Dès le départ, cela a été un projet très clair et très explicite de la République, qui a ensuite été fortement revivifié après la guerre de 1914-1918, lorsqu’est né un grand mouvement d’intellectuels, d’universitaires et d’ouvriers qui s’appelait les Compagnons de l’université nouvelle, et dont le principal slogan était qu’il fallait que les fils et les filles de ceux qui avaient veillé ensemble dans les mêmes tranchées puissent apprendre, côte à côte, sur les bancs de la même école. Cette volonté a été réaffirmée par la suite de façon assez extra-ordinaire par celui qui fut sans doute le meilleur ministre français de l’Éducation nationale, Jean Zay, au cours des gouvernements du Front populaire. Il a vraiment fait de cette rencontre entre les individus pour construire du commun le cœur de l’école républicaine. Enfin, c’est le projet que l’on trouve au centre du texte issu du Conseil national de la Résistance, le plan Langevin-Wallon, qui demeure mythique en la matière pour la gauche : l’idée d’une école commune qui est l’institution d’un collectif et d’une préfiguration d’un lien social, donc de la société.
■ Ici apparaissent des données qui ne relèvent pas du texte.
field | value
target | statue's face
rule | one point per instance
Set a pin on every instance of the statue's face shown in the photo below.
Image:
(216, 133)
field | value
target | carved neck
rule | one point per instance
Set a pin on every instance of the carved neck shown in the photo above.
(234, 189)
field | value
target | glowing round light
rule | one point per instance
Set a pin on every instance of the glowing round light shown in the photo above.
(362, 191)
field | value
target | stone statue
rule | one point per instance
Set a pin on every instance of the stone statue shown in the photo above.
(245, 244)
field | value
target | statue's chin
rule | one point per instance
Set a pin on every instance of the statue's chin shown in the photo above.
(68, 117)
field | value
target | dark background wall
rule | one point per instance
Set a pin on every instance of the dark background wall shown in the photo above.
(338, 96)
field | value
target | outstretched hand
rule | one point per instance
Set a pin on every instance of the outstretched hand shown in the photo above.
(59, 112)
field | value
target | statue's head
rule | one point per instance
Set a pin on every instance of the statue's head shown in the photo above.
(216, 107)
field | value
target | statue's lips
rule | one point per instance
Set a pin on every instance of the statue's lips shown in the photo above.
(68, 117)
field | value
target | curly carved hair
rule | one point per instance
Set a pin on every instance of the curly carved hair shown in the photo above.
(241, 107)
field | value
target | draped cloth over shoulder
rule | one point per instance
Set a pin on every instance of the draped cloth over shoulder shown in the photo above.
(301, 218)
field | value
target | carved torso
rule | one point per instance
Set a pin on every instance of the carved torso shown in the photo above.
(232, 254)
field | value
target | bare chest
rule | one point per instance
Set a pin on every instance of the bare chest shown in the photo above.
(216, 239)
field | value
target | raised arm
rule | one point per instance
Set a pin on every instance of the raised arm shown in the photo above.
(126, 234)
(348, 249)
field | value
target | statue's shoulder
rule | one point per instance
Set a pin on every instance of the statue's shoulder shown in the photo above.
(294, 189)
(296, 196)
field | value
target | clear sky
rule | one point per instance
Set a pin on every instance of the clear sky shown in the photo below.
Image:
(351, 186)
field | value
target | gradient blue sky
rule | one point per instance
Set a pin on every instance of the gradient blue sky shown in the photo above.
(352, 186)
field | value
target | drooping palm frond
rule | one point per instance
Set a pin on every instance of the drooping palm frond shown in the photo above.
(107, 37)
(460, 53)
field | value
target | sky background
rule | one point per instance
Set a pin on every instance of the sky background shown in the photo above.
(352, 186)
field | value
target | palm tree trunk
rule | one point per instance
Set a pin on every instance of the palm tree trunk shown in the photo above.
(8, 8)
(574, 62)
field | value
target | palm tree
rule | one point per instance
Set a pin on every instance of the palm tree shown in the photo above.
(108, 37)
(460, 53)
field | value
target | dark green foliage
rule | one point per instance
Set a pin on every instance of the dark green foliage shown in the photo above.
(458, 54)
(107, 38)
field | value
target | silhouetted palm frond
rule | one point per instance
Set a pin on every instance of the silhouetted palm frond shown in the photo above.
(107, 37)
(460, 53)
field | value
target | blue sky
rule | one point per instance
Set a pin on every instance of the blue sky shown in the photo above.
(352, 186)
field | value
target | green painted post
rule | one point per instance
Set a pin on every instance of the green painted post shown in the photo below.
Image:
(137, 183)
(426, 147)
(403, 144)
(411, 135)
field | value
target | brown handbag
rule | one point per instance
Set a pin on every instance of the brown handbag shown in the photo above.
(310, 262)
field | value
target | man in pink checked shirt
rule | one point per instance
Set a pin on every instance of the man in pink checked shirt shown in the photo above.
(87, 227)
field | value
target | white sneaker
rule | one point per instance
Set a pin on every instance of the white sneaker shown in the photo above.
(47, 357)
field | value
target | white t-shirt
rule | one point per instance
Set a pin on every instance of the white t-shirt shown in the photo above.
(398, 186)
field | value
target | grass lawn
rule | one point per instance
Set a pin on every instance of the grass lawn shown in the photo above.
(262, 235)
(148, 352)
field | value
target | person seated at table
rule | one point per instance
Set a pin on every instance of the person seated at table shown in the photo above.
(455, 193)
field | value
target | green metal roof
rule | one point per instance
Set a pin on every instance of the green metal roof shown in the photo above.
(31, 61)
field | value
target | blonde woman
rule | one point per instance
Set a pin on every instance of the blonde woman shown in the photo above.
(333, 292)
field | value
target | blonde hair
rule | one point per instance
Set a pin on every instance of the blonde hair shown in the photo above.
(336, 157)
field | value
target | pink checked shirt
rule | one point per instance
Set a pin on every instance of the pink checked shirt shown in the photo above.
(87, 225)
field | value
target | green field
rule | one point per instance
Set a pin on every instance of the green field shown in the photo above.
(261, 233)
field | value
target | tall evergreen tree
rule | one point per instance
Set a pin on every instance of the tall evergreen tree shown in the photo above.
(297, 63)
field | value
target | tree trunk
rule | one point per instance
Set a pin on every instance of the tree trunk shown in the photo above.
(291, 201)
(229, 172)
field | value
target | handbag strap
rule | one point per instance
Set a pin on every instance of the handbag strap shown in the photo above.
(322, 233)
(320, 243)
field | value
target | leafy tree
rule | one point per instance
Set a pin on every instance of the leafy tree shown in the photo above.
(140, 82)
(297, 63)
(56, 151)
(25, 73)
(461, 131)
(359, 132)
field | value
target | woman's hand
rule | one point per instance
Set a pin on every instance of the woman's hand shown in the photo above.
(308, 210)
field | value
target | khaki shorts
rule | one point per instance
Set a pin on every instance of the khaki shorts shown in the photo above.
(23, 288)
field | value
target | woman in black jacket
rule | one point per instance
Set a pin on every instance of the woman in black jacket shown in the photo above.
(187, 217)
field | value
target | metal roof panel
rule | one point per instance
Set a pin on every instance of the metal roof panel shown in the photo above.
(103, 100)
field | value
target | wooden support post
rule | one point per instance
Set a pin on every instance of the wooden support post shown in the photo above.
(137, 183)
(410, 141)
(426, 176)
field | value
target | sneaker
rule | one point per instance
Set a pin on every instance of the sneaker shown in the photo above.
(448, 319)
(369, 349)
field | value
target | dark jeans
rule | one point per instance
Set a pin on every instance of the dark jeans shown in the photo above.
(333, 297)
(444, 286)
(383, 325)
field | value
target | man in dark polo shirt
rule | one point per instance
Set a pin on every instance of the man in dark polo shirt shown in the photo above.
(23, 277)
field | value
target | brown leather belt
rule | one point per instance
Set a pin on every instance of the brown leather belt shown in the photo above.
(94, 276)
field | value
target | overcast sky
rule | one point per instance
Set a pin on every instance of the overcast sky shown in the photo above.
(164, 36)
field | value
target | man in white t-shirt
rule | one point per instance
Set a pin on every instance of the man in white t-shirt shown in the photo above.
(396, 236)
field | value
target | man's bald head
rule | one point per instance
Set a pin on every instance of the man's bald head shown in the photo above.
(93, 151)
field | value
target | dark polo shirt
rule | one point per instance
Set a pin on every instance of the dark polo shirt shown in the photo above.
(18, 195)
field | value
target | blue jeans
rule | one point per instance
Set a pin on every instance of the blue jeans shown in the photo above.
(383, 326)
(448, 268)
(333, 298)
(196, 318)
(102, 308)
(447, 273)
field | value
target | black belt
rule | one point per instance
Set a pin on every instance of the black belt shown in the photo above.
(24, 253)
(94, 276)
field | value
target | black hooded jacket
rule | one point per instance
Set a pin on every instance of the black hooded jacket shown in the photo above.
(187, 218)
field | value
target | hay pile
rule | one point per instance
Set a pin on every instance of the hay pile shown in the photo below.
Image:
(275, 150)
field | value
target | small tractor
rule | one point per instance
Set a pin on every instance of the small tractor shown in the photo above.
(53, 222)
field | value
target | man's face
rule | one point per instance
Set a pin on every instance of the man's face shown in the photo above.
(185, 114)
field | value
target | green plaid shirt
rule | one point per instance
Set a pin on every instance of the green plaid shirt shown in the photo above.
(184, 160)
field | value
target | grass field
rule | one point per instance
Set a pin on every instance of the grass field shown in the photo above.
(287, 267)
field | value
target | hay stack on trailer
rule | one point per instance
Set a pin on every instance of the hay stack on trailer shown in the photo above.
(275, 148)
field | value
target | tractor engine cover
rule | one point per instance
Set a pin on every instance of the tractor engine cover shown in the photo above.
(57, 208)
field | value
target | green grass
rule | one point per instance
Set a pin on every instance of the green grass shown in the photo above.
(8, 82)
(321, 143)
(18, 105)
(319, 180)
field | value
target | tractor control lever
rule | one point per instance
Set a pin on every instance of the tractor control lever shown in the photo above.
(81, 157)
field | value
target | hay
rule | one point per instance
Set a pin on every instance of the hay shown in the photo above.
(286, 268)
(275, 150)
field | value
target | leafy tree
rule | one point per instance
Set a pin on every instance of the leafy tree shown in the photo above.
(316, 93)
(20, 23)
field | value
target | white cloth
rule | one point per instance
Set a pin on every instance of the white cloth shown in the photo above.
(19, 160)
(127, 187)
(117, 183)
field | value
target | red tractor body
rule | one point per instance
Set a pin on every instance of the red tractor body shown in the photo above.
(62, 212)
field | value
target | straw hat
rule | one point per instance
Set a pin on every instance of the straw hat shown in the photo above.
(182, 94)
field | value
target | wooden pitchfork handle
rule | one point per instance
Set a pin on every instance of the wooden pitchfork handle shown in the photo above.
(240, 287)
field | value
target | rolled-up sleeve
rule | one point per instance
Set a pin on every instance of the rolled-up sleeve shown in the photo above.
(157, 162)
Par rapport à ces enjeux, on a vu pourtant monter, ces dernières années, l’idée que le numérique allait pouvoir se substituer à l’école. (...)
L’idée peu à peu mise en avant est que la classe, l’école, serait une forme obsolète d’enseignement qu’il s’agirait de remplacer par un système (qui est déjà dans les tuyaux de Google) où l’on testerait les enfants d’une manière systématique pour savoir comment ils fonctionnent sur le plan de leur intelligence. À partir de là, chaque individu se verrait proposer un programme d’enseignement strictement personnel qui serait, évidemment, vendu aux familles et permettrait aux enfants de suivre de chez eux, sur ordinateur, toutes les matières grâce à un serveur géant potentiellement situé dans les îles Caïmans pour être défiscalisé !
Si vous prenez les comptes rendus annuels du Wise (par exemple dans Le Monde, qui est partenaire de ce « sommet » et dont le Qatar achète en outre des pages pour en faire la publicité), vous vous apercevez que les Gafam, en particulier une société comme Microsoft, misent des sommes absolument colossales sur une telle perspective à court ou moyen terme… Les enjeux financiers sont énormes et ces projets sont relayés en France par ceux qu’on appelle les « EdTech », c’est-à-dire les entreprises qui proposent de nouvelles « technologies d’éducation » et veulent vendre des logiciels individuels.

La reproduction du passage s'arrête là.